The --orm-provider flag maps to the orm.provider option in features.json. Picking drizzle enables the orm-drizzle sub-feature (paid) and strips orm-prisma, including the apps/api/prisma/ directory, the generated client, and every Prisma*Repository file.

What stays the same

Domain and application code is identical across both tracks — the repository interfaces are the contract, and they don't care which ORM implements them.

domain code runs unchanged on either track

await uow.run(async (tx) => {
const user = await tx.users.findById(userId);
if (!user) throw new Error("not found");
user.rename("New name");
await tx.users.save(user);
});
  • TxContext exposes the same repository ports (users, workspaces, …).
  • Domain events, projectors, and the UnitOfWork semantics are identical — both adapters extend a shared BaseUnitOfWork.
  • better-auth swaps @better-auth/prisma-adapter@better-auth/drizzle-adapter automatically — the adapter site is fenced in interfaces/http/better-auth.ts.

What differs

Schema source of truth

The prisma/schema.prisma file remains the single source of truth for column definitions even on the Drizzle track. The Drizzle schema in src/db/drizzle/schema.ts mirrors it one-to-one — when you add a column, update both files. This keeps the mental model simple: schema lives in one place, two ORMs know how to read it.

Migration commands

TaskPrismaDrizzle
Generate client / typesnpm run prisma:generateTypes are auto-inferred from src/db/drizzle/schema.ts
Create a migrationnpm run prisma:migratenpm run drizzle:generate
Apply pending migrationsnpm run prisma:migratenpm run drizzle:migrate
Reset local DBnpm run prisma:resetdrizzle-kit drop + re-run migrate
Inspect in GUInpx prisma studionpm run drizzle:studio

ID generation

Prisma uses a $extends client hook to auto-fill prefixed UUIDv7 ids on create / createMany. Drizzle doesn't have an equivalent, so Drizzle repositories call newId("user") (etc.) explicitly before db.insert(...). The net effect is the same — every row gets a typed, prefixed id — but the mechanism is explicit on the Drizzle side.

Under the hood

apps/api/src/kernel/base-uow.ts — the shared base

export abstract class BaseUnitOfWork<TxHandle> implements UnitOfWork {
constructor(protected readonly bus: EventBus) {}
protected abstract openTransaction<T>(fn: (h: TxHandle) => Promise<T>): Promise<T>;
protected abstract buildContext(handle: TxHandle): RepoContext;
protected abstract readHandle(): TxHandle;
async run<T>(fn: (tx: TxContext) => Promise<T>): Promise<T> { /* shared */ }
async read<T>(fn: (tx: TxContext) => Promise<T>): Promise<T> { /* shared */ }
}

Both PrismaUnitOfWork and DrizzleUnitOfWork extend this class and supply three small methods: how to open a transaction, how to build a repository context from a transactional handle, and how to return a non-transactional handle for reads. Event collection, read-only guards, and post-commit dispatch are inherited — the semantics are guaranteed identical between the two.
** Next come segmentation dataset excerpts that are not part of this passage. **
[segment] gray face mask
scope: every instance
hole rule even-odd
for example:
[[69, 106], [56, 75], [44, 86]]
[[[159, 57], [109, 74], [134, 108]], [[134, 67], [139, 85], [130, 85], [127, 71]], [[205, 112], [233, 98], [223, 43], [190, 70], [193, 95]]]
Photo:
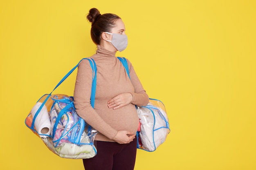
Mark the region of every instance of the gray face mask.
[[128, 39], [126, 35], [112, 33], [108, 32], [105, 33], [112, 35], [112, 40], [106, 41], [110, 42], [119, 51], [122, 51], [126, 48], [128, 44]]

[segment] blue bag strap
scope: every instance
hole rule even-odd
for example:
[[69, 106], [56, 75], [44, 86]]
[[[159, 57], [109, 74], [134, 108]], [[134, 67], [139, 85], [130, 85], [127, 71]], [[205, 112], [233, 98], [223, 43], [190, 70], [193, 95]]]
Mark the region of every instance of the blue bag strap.
[[61, 79], [61, 80], [59, 82], [59, 83], [57, 84], [56, 86], [54, 88], [54, 89], [52, 91], [52, 92], [50, 93], [50, 94], [48, 95], [47, 97], [45, 98], [44, 102], [43, 102], [39, 108], [38, 109], [35, 115], [34, 116], [34, 117], [33, 119], [33, 121], [32, 121], [32, 124], [31, 124], [31, 128], [34, 129], [34, 127], [35, 124], [35, 121], [36, 120], [36, 118], [37, 117], [38, 114], [39, 112], [43, 108], [43, 107], [45, 105], [47, 100], [49, 99], [50, 96], [52, 95], [52, 93], [53, 91], [55, 90], [58, 86], [61, 85], [61, 83], [64, 81], [74, 71], [74, 70], [76, 68], [80, 63], [81, 61], [82, 61], [83, 60], [88, 60], [90, 63], [90, 65], [91, 66], [91, 67], [92, 67], [92, 93], [91, 94], [91, 104], [93, 108], [94, 108], [94, 103], [95, 98], [95, 92], [96, 91], [96, 78], [97, 78], [97, 68], [96, 67], [96, 64], [94, 60], [92, 58], [84, 58], [81, 60], [78, 64], [76, 65], [73, 68], [72, 68], [70, 71], [67, 73]]
[[126, 71], [126, 73], [128, 75], [129, 78], [130, 79], [130, 74], [129, 74], [129, 67], [128, 67], [128, 64], [127, 64], [127, 60], [126, 60], [126, 59], [124, 57], [117, 57], [117, 58], [119, 59], [120, 61], [123, 64], [123, 65], [124, 67], [125, 70]]

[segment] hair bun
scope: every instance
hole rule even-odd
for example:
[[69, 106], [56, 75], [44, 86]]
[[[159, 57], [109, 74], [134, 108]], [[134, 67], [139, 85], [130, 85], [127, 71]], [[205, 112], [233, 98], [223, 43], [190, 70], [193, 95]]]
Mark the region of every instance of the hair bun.
[[95, 8], [92, 8], [89, 11], [89, 13], [87, 15], [87, 20], [91, 22], [92, 24], [93, 24], [101, 15], [98, 9]]

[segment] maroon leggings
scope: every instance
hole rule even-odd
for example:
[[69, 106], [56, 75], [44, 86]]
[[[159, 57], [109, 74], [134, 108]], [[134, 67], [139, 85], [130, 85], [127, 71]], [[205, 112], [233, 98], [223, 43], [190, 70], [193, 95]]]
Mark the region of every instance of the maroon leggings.
[[85, 170], [133, 170], [134, 168], [137, 139], [128, 144], [97, 141], [97, 155], [83, 159]]

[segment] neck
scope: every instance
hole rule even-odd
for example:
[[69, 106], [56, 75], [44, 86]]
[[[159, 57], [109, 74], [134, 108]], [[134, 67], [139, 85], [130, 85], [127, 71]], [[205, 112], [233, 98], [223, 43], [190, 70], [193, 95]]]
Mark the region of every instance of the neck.
[[114, 53], [117, 51], [117, 49], [115, 48], [110, 42], [108, 42], [103, 40], [101, 40], [99, 45], [110, 52]]

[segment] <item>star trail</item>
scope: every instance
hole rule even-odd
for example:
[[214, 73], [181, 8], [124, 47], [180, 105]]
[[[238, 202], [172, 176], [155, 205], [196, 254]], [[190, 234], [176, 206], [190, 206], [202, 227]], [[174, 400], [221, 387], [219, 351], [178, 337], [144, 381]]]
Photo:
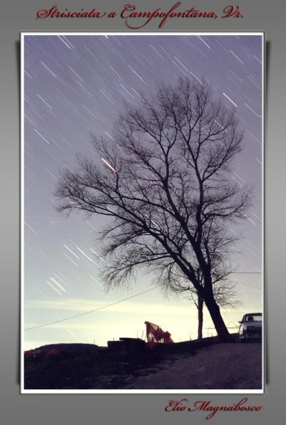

Files added / changed by the Drizzle strip

  • apps/api/drizzle/ — drizzle-kit config and migrations folder.
  • apps/api/src/db/drizzle/schema.ts — schema definitions mirroring the Prisma models.
  • apps/api/src/infrastructure/drizzle.ts and drizzle-uow.ts — client + unit of work.
  • apps/api/src/**/infrastructure/drizzle-*.repository.ts — one file per repository interface.
  • npm scripts: drizzle:generate, drizzle:migrate, drizzle:push, drizzle:studio.

Switching from Prisma to Drizzle later

If you scaffolded with Prisma and want to move to Drizzle on an existing project, there's no "swap" command — scaffold a fresh project with --orm-provider=drizzle, point it at your existing database, and copy over your domain, application, and interface code (none of which depend on the ORM). Drizzle's drizzle-kit pull can introspect an existing database if you want to verify the schemas match.

Note

Both tracks share these tests. The test suite in apps/api/src/**/*.test.ts exercises services through UnitOfWork so the same tests cover both ORM paths — the adapter under the port is irrelevant.